そして黒猫の尾っぽを嬉しそうに振っているシュウを見て、リュウの傍らにいたリンクが笑った。
「可愛いなあ、おまえの息子。おまえのこと大好きやん」
「ふん……」
と少しだけ照れくさそうに鼻を鳴らしたリュウを見てまた笑ったあと、リンクはレナにシチューを食べさせているキラに顔を向けた。
「それにしても、レナは好き嫌いなくて偉いなあ」
「うむ。ま…、またおかわりだぞ……」
「――って、まだ食うんかいな! どんな0歳1ヶ月やねん!」
とリンクが仰天して突っ込んだとき。
ガラステーブルの上に置いておいたリュウの携帯電話が鳴った。
「シュウ」
とリュウが言うと、シュウがガラステーブルの上から携帯電話を取ってリュウに手渡す。
「だれから? オヤジ」
「ギルド長だな……」
それを聞いたリュウの助手であるリンクと、弟子であるレオンが立ち上がった。
きっと緊急の仕事だろうと思って。
リュウが電話に出る。
「もしもし…、はい…、はい…、は……? …分かりました、すぐに行きます」
と電話を切り、ユナをシュウに預けて立ち上がったリュウに、レオンが訊く。
「緊急の仕事?」
「仕事と言っちゃ仕事だが、少しの間ギルド長の仕事を頼まれた」
「え? ギルド長どうかしたの?」
「これから病院に行かなきゃならねーそうだ……、親父さんが危篤で」
「――えっ!?」
と声をそろえたリンクとレオン。
リュウが続ける。
「つーわけで、ギルドに行くぞおまえら。

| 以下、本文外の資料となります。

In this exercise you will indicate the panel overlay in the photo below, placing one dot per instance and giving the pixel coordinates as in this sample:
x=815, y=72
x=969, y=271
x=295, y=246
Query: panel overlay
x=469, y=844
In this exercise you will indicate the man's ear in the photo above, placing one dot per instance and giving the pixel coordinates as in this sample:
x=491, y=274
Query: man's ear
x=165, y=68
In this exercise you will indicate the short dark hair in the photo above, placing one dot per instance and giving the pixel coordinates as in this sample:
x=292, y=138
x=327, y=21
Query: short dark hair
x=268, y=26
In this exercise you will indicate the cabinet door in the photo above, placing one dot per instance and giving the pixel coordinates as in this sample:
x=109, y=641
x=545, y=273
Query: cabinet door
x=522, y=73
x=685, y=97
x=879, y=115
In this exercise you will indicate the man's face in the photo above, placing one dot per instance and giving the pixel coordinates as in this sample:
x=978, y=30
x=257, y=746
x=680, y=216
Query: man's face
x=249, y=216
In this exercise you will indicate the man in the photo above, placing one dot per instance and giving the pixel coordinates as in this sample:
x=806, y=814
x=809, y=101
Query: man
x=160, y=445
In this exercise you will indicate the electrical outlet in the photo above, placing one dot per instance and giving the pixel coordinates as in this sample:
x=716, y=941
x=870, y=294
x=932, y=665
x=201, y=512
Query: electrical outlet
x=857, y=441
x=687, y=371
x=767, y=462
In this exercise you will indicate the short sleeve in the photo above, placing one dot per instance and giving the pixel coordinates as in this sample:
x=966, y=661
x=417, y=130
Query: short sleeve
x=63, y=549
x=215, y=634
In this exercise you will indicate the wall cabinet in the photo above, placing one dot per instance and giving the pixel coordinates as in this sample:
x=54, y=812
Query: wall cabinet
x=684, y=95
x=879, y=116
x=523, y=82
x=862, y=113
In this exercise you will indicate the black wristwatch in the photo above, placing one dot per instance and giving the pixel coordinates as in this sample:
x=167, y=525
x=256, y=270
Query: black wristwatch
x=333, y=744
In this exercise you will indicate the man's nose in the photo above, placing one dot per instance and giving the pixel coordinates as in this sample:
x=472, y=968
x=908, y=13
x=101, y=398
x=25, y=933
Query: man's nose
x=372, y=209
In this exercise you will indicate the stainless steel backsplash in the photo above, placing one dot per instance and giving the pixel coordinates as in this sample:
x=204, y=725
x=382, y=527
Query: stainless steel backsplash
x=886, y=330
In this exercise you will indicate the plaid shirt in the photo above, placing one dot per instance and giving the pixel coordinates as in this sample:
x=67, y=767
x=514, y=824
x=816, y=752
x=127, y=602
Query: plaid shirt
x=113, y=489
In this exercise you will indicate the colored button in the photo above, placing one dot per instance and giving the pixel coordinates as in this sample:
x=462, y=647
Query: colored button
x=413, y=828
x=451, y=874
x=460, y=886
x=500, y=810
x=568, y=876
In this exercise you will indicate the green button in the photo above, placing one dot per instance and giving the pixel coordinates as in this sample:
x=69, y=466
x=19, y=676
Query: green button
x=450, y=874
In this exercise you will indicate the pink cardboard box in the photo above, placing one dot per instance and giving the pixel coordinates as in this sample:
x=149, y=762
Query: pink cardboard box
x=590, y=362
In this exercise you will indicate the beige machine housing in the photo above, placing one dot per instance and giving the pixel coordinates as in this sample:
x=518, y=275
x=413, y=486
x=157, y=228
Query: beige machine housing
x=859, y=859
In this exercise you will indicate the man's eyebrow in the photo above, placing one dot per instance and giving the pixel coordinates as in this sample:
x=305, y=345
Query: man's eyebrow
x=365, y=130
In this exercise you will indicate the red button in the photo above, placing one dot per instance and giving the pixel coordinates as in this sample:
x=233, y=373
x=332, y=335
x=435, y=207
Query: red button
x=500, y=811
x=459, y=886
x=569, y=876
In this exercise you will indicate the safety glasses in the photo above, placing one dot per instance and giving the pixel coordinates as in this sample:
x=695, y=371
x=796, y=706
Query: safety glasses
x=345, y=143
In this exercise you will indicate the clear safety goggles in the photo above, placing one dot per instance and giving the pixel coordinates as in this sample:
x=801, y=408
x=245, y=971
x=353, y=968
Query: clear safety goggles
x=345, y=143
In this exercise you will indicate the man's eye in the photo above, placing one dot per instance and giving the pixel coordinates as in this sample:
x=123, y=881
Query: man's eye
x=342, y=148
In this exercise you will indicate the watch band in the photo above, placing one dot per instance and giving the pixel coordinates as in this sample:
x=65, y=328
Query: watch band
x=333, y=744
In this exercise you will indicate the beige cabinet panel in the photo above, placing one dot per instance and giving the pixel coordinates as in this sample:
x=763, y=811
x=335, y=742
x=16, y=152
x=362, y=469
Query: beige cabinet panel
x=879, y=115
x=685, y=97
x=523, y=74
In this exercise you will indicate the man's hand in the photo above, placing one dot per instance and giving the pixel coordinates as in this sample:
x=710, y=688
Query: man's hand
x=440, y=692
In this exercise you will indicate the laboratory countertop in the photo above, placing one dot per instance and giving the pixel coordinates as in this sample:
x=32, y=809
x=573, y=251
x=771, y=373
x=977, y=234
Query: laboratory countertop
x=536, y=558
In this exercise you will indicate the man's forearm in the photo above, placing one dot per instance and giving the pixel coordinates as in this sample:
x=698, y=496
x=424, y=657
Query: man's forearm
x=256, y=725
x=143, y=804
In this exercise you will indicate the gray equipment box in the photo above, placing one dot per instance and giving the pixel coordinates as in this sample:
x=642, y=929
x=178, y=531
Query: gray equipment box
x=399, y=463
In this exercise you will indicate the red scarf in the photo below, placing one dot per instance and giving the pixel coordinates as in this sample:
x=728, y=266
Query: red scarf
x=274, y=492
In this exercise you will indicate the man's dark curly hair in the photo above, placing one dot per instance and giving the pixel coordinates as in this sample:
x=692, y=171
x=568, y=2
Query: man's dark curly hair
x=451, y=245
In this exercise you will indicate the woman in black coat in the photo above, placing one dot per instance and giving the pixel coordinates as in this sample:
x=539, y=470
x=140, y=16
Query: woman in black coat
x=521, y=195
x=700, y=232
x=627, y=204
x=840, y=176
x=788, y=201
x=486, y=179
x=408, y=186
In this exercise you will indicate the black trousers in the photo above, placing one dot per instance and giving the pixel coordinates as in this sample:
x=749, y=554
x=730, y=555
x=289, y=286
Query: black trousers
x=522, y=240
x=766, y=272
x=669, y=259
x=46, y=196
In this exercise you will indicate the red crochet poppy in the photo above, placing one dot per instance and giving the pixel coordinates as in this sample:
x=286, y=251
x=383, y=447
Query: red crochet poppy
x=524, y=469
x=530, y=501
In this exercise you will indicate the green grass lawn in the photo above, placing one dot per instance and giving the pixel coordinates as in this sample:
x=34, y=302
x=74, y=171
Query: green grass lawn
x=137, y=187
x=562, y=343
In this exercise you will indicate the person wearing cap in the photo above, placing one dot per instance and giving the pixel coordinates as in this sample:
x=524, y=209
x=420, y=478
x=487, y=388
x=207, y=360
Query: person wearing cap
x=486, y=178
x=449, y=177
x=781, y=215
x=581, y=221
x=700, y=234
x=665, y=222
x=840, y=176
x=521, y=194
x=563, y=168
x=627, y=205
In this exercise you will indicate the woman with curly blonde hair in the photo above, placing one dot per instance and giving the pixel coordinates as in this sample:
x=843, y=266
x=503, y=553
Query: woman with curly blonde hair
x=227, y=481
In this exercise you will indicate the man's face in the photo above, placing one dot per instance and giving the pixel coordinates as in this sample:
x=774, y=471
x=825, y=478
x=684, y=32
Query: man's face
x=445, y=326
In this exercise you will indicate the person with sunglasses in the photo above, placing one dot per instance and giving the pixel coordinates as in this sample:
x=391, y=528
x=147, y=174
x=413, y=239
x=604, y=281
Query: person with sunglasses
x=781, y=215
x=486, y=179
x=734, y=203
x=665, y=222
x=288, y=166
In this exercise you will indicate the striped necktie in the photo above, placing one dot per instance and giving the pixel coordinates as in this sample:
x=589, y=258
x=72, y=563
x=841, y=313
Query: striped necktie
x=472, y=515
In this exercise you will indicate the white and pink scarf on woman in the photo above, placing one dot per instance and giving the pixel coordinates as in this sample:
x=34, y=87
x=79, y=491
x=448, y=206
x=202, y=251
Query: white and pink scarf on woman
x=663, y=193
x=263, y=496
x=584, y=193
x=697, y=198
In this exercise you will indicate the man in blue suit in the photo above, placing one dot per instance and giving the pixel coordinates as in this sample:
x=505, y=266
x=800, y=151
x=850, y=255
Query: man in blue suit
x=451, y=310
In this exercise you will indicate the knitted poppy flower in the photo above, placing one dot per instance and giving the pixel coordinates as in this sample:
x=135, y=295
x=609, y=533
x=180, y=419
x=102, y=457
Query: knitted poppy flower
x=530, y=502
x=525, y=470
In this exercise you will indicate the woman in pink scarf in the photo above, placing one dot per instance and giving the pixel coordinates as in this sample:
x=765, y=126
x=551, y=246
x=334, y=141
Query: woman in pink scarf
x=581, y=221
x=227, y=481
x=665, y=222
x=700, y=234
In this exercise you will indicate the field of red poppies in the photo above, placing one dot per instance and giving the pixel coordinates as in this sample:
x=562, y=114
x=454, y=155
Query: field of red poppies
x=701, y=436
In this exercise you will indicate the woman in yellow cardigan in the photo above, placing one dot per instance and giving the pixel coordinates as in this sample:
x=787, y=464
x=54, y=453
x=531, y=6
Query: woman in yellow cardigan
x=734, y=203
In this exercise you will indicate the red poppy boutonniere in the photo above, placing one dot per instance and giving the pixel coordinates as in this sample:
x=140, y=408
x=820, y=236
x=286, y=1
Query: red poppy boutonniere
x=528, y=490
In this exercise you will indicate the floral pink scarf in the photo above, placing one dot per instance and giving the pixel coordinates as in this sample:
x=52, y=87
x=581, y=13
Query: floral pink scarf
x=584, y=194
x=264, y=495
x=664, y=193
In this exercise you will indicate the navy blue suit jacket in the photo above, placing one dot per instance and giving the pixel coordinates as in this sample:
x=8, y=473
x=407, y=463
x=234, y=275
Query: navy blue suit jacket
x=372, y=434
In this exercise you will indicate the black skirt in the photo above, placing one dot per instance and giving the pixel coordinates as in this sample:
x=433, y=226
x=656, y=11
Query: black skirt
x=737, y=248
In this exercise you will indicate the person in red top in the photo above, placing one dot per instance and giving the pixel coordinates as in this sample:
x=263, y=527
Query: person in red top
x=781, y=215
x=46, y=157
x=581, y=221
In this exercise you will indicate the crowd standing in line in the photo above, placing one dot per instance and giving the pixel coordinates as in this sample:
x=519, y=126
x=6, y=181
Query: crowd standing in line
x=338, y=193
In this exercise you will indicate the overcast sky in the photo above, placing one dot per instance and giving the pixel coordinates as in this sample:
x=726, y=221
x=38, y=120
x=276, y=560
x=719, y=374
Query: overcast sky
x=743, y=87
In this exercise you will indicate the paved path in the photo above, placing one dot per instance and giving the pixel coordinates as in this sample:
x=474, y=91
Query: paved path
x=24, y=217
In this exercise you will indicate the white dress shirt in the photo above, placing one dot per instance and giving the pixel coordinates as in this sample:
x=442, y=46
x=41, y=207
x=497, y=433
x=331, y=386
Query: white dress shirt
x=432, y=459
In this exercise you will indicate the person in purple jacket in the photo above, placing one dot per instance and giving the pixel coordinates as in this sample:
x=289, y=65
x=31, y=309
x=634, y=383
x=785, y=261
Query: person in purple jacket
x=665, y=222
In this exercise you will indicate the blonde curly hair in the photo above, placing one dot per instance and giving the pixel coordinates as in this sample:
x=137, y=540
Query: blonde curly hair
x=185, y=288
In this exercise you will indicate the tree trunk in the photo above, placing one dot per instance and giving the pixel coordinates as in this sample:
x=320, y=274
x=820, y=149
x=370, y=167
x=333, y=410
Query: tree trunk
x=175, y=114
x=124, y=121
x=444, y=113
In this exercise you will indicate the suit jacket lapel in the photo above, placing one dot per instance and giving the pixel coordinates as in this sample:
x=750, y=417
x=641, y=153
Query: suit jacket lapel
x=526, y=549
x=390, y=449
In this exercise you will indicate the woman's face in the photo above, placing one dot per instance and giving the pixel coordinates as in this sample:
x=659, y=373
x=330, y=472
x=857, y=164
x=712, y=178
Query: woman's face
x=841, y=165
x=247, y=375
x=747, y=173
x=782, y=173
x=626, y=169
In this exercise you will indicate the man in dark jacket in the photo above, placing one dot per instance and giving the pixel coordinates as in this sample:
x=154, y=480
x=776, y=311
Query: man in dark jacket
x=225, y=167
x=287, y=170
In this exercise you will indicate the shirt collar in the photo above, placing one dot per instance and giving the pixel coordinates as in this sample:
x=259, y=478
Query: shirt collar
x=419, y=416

ミーナ、ギルドまで瞬間移動頼む」
「わ、分かったぞ!」
と承諾したミーナが、リュウとリンク、レオンを連れてその場から瞬間移動で消え去った。
一方、リビングに残ったキラとその子供たち、グレル。
ミラが首をかしげながらキラに訊く。
「ママぁ、きとくって何?」
「死に掛けのことだぞ」
「ええっ!? ギルドちょうのおとうさんが!?」
「う、うむ…。寿命ならばリュウの治癒魔法は駄目だし、もしかしたら私は人生初の……いや、猫生初の人間の葬式とやらを経験か……?」
「かもしれんなあ」と、うんうんと頷くグレル。「キラおまえ、喪服買わなきゃだぞ」
「もふく?」
「黒いやつだ」
「む? ……ああ、何度か真っ黒な服を着た人間たちを見たことあるぞ! そうか、葬式にはあの真っ黒な服を着ていかなければならないのか! すごいぞーっ、さすがグレル師匠だぞーっ! 物知りだぞーっ!」
「がっはっはっは! そーかあー?」
「うむ! ここは遺族に無礼にあたってはならぬ! グレル師匠、私と子供たちに葬式でのことを教えてくれ!」
「よし、分かったぞーっと♪ おまえら、そこに座れ」
との命令に、グレルの前に並んで座るキラとシュウ、ミラ、サラ、リン・ラン。
三つ子はシュウとミラ、サラの膝の上。
そしてキラが真剣な顔をして待つ中、グレルが再び口を開いた。